While the ECB corporate security purchase programme (CSPP) will have a positive impact on the European corporate bond market, its effects will be limited, says Moody's Investors Service in a report published today.
Moody's report, entitled "Non-financial corporates - Europe: Bond Market To Benefit From ECB's Bond Purchase Programme, Albeit Marginally And With Some Risks," is available on www.moodys.com. Moody's subscribers can access this report via the link provided at the end of this press release. The rating agency's report is an update to the markets and does not constitute a rating action.
"It will take time for the ECB's bond-purchasing programme to improve issuer confidence and corporate investment appetite in Europe, as economic growth will likely remain subdued. Also, investment-grade companies have strengthened their balance sheets in recent years and cost of debt is already low. They currently have little appetite to issue more debt," says Paolo Leschiutta, a VP-Senior Credit Officer at Moody's.
"We believe that structural reforms in European countries could help improve the effectiveness of the programme. The time it will take to implement reforms might delay the positive impact of these initiatives on economic growth."
The CSPP will sustain corporate access to the capital market by reducing spreads and keeping demand high, reducing refinancing risks and improving issuers' liquidity. Intervention to sustain the bond market also reduces European corporates' reliance on the banking system which, at least in certain countries, remains structurally vulnerable.
Overall, the rating agency expects high-yield issuers to benefit most from investors' increased appetite for riskier assets, as the ECB's bond purchasing programme will further reduce what are already low investment-grade spreads.
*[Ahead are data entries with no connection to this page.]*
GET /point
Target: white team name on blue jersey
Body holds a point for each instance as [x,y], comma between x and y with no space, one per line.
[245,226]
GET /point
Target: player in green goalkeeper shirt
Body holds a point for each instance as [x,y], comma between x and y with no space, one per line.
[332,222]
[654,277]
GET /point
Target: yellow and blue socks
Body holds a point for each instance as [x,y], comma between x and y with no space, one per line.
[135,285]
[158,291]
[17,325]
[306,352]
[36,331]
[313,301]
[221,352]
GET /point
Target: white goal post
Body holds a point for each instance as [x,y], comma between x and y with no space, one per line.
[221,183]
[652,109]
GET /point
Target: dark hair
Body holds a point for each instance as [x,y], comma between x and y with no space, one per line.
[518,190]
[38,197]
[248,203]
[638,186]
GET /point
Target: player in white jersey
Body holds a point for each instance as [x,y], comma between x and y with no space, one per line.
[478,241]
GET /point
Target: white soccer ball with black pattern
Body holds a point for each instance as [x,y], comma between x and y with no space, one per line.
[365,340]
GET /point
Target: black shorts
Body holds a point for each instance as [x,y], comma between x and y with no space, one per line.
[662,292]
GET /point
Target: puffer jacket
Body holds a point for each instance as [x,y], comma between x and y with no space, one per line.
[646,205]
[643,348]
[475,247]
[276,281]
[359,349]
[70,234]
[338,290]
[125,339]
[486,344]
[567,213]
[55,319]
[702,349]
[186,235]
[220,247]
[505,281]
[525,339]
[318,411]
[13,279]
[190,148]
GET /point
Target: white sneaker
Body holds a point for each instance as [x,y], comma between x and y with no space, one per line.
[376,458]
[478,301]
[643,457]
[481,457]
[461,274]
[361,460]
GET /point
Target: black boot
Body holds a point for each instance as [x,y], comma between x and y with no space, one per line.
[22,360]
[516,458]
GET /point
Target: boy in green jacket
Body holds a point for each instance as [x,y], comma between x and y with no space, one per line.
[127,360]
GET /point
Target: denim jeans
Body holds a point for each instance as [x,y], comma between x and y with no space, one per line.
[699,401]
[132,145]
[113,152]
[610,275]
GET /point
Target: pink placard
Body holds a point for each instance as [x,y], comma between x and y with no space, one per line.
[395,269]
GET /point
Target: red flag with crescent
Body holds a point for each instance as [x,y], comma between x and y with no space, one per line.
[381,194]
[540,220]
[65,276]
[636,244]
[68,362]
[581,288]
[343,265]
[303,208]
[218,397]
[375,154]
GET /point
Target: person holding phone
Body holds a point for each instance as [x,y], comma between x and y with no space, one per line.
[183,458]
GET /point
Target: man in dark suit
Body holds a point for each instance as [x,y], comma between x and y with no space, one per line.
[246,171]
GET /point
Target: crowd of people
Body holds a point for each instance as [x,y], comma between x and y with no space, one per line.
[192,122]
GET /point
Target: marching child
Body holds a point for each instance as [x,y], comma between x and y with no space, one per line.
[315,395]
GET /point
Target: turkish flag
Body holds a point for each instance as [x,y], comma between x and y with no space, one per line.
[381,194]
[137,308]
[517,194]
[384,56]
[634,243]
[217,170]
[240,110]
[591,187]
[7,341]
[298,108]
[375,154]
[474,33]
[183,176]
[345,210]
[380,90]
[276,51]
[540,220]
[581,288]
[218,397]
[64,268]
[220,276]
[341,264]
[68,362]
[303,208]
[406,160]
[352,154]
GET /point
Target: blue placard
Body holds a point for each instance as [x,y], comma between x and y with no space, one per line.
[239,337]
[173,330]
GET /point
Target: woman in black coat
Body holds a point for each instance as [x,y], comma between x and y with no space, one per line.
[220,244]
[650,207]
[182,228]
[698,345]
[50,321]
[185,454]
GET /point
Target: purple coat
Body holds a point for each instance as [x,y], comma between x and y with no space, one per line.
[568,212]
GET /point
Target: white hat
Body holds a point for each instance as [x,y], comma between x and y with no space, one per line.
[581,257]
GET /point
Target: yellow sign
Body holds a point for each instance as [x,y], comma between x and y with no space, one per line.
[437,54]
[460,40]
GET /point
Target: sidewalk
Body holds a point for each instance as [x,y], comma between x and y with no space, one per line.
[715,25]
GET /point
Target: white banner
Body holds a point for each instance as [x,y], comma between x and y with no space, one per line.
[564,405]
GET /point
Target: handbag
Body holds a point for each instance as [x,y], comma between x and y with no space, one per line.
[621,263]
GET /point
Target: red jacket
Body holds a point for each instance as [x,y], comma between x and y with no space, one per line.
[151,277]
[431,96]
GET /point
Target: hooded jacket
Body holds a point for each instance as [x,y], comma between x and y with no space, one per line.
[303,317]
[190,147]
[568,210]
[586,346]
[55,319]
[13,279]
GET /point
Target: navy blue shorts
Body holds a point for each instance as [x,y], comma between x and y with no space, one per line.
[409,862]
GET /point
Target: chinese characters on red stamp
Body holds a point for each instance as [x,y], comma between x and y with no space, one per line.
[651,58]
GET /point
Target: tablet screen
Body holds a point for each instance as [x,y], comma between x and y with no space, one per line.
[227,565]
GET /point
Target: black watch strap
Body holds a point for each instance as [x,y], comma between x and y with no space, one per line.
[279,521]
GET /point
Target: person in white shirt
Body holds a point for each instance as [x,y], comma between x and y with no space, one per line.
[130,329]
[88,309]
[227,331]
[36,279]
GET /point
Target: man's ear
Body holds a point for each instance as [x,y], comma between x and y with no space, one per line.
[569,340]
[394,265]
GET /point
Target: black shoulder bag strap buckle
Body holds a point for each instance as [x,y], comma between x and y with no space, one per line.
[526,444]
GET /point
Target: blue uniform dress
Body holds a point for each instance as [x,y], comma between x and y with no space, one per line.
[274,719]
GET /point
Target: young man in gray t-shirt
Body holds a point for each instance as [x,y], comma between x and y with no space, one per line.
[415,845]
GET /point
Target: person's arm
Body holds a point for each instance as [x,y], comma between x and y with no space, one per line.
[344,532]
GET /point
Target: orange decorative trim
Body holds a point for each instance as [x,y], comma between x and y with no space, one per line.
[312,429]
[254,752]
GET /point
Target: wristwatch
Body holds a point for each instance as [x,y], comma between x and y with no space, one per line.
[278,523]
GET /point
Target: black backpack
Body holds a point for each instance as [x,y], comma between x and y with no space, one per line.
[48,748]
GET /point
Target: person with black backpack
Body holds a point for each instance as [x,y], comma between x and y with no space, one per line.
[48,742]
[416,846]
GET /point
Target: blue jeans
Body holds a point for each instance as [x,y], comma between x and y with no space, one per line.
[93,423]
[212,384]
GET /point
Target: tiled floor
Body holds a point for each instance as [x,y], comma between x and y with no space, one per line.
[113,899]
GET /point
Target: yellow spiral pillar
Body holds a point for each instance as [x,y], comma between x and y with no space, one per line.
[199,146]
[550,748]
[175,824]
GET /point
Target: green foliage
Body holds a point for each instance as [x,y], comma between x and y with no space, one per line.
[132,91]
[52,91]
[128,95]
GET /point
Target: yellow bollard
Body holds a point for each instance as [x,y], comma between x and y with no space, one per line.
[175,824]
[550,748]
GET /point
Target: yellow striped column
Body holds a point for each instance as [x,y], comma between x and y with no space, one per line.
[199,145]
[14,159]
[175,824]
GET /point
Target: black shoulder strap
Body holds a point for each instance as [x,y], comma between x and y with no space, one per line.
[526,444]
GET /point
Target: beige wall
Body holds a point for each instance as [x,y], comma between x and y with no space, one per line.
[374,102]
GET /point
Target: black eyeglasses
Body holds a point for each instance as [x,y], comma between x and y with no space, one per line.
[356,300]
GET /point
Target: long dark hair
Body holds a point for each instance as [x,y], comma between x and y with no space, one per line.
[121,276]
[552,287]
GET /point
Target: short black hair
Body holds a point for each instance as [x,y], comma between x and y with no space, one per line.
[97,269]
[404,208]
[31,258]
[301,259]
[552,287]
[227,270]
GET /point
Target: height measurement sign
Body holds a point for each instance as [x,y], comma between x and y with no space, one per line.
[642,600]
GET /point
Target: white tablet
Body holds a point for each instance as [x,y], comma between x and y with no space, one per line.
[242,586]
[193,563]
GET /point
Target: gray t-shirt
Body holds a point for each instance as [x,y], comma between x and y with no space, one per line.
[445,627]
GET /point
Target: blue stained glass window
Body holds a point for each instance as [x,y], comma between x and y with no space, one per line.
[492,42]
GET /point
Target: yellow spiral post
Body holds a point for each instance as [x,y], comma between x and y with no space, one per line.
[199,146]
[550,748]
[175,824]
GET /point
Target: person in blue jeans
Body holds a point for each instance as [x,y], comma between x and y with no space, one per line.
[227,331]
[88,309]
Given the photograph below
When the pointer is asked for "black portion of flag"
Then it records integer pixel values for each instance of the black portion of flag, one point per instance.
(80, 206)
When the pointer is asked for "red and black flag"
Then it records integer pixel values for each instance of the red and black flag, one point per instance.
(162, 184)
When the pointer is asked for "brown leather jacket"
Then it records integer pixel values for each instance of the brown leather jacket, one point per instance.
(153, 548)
However, Moody's notes that financial market efficiency could be at risk in the event of a prolonged CSPP. Unintended consequences of the CSPP could include a reduction in the efficiency of financial markets and a further reduction in secondary market liquidity. Lower speculative-grade spreads would probably be negative for smaller and more highly leveraged companies such as companies rated single-B and below, or less frequent issuers because these might become less attractive for investors as returns would not adequately reflect the level of risk.
Lower spreads and potential negative yields might also add to pressure on banks' profitability, which is already low.